It’s that time of year again! Lots of my Facebook friends are posting pictures with sunburned feet! Seems like no one ever remembers to apply sunscreen on their feet. Sandal season exposes our often lily white feet to way too much sun exposure. So what about a little sun on your feet? Well, even though skin cancer on your feet is rare, it is often nasty and pretty deadly! Protect your feet with sun screen or you may regret it!
Not all brown or pink skin spots are melanomas, and they are rarely in the feet; but when they are, they are usually nasty! Melanoma is a cancer that begins in the cells of the skin that produce pigment or color. It is often called malignant melanoma because it spreads to other parts of the body as it grows beneath the surface of the skin. Unlike many other cancers, it can strike at any age.
Melanoma that occurs in the foot often goes unnoticed during the earliest stage, when it would be more easily treated. By the time melanoma of the foot is diagnosed, it has frequently progressed to an advanced stage and is quite deadly. Early detection is the key to decreasing the death rate from melanoma.
Who is at risk of melanoma? All of us, but certain factors can make you more at risk: fair skin, especially with freckles, blond or red hair, blistering sunburns before the age of 18, and numerous moles. (Sounds like my entire family, especially the red-head!)
What should I look for? Melanoma usually looks like a brown or black spot on the skin or even under or near the toenails, but occasionally it can be red, pink or even white.
D: Diameter, melanoma is usually getting bigger where a mole stays about the same. If you have any of these symptoms or a dark spot under your toenail that wasn’t caused by banging or dropping something on your toe, call or contact the office immediately!
Early detection is critical in melanoma! Critical steps towards early detection and prevention include wearing shoes at the beach (flip flops just aren’t going to do it); use sunscreen on your feet; inspect your feet daily; if you wear toenail polish, take it off at least once a month to inspect the nails; avoid sun exposure during the height of the day (Thank God we wear shoes biking and running in triathlon!).
Remember, if you think any spot on your foot or ankle has the "ABCD’s" of melanoma, call or contact the office immediately for a skin and nail inspection. Early detection is the key to successful treatment!
Why do my feet itch so much? Why does it seem to happen more in the summer time even though I'm not wearing closed in shoes? Why does it itch more some days but not others? All good questions! Let's talk a little about itchy feet.
Many people have itchy feet from simply dry skin. Their skin is drier in the summer because they are either going barefoot or wearing sandals all of the time. They also don't habitually put moisturizer on like they do in the winter time. They also may be predisposed to dry skin from underlying medical problems like diabetes, poor circulation or hypothyroidism. Luckily dry skin has a simple fix. Exfoliate your feet with a combination of a cream or lotion that contains urea or lactic acid coupled with a gentle buffer or sand paper. If you do this a few times a week, it should alleviate all the itching of alligator feet.

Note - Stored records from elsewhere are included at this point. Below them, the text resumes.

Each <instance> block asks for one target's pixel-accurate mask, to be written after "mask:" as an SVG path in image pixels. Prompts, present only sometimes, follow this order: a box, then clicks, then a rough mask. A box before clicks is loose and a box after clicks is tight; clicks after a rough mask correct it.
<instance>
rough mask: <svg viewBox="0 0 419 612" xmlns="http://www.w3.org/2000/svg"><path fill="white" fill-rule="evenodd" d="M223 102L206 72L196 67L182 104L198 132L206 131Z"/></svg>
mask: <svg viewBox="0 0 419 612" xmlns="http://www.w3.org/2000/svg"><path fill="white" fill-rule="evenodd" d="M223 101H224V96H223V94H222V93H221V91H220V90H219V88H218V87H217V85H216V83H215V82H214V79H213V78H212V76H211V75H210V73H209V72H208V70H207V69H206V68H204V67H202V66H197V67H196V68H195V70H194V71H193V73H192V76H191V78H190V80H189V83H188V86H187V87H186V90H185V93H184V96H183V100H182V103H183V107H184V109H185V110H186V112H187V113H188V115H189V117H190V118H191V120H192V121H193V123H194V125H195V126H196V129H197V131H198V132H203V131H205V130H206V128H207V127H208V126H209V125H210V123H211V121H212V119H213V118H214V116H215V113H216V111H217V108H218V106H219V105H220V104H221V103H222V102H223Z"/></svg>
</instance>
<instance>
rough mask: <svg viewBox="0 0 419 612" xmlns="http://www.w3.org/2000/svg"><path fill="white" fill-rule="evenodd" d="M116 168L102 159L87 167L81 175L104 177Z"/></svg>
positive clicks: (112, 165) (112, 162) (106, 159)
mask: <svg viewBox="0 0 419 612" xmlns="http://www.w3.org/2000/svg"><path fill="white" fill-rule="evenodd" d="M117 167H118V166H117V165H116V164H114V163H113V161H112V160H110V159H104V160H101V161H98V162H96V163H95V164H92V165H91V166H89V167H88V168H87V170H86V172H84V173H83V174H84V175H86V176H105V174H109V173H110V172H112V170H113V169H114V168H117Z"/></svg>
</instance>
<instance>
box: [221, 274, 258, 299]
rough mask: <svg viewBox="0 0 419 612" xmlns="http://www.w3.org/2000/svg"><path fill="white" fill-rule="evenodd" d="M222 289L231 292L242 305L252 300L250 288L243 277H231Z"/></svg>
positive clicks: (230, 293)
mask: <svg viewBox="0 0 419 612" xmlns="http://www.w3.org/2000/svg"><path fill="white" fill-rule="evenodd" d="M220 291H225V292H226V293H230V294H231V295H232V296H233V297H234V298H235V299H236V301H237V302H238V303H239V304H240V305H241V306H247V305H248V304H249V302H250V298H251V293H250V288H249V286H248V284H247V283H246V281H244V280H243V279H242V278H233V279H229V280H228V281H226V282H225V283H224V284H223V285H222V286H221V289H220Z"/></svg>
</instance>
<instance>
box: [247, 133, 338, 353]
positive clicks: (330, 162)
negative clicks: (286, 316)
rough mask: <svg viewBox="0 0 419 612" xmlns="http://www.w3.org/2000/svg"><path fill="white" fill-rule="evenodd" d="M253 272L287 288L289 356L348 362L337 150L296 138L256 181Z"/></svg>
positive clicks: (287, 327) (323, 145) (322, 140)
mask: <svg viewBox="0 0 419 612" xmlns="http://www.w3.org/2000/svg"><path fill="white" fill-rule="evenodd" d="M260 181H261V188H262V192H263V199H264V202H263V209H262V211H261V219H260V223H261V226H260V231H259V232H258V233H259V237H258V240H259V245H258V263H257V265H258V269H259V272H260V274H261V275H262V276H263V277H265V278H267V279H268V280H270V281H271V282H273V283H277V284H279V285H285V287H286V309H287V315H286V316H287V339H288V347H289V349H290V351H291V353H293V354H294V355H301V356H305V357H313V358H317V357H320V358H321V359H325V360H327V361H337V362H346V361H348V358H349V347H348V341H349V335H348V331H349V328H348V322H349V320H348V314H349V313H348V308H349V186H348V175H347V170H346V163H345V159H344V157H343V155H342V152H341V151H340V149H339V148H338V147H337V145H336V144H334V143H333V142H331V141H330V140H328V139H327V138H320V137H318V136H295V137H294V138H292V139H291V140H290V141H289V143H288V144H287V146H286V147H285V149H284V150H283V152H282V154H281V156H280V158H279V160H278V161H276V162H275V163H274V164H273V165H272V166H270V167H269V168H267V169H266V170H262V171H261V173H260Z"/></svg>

But you don't think you simply have dry skin? Perhaps you have a fungal infection. Chronic itchy feet from an underlying tinea pedis (also known as athlete's foot fungus) is extremely common. It is more common in the summer due to increasingly sweaty feet. Fungus loves sweaty feet! Take a look at the skin on the bottom of your feet and in between your toes. Do you have a wet whitish peeling look to the skin in between your toes? This is called maceration. It happens when you toes are wet a lot or have been submerged in water for a long time; but it is also a hallmark of interdigital tinea pedis or fungus in between your toes. Check out the bottom of your feet. Does the skin have little red bumps or scaling skin in the pattern on very small circles? This is also indicative of fungus. The great thing about athlete's foot fungus is that it is easily treated with a topical medication and then decontaminating your shoes. Keep your feet clean and dry and make sure you change your socks if you sweat a lot.
So you don't think its dry skin and really don't have the hallmark signs of fungus? Another common problem is contact dermatitis. You may have contact dermatitis if you have a red, scaly, itchy rash and it is in the pattern of your new sandals or perhaps socks. You can also get contact dermatitis from a new cream or tanning lotion. Any kind of topical allergen can cause a skin reaction. I've even seen dermatitis from an ankle bracelet! Contact dermatitis is usually a new problem and a little detective work will help you find the culprit! Topical treatment with a steroid cream coupled with removing the allergen usually rapidly relieves the itchy rash. Rarely an oral steroid is needed to calm down the itching and alleviate the rash.
Other causes of itchy feet can be any kind of skin problem like eczema or psoriasis. Most people will see a telltale skin rash prior to the itching and are familiar with the symptoms they have in other area of their skin. Treatments vary depending on the underlying skin problem.
So these are the top reasons for itchy feet: chronic dry skin, tinea pedis, or a dermatitis or skin disorder. Itchy feet driving you nuts? If your detective work falls short, and your itching persists; it is time to visit your podiatrist. Skin scrapings or a biopsy can often help find the culprit and eliminate the annoying itch!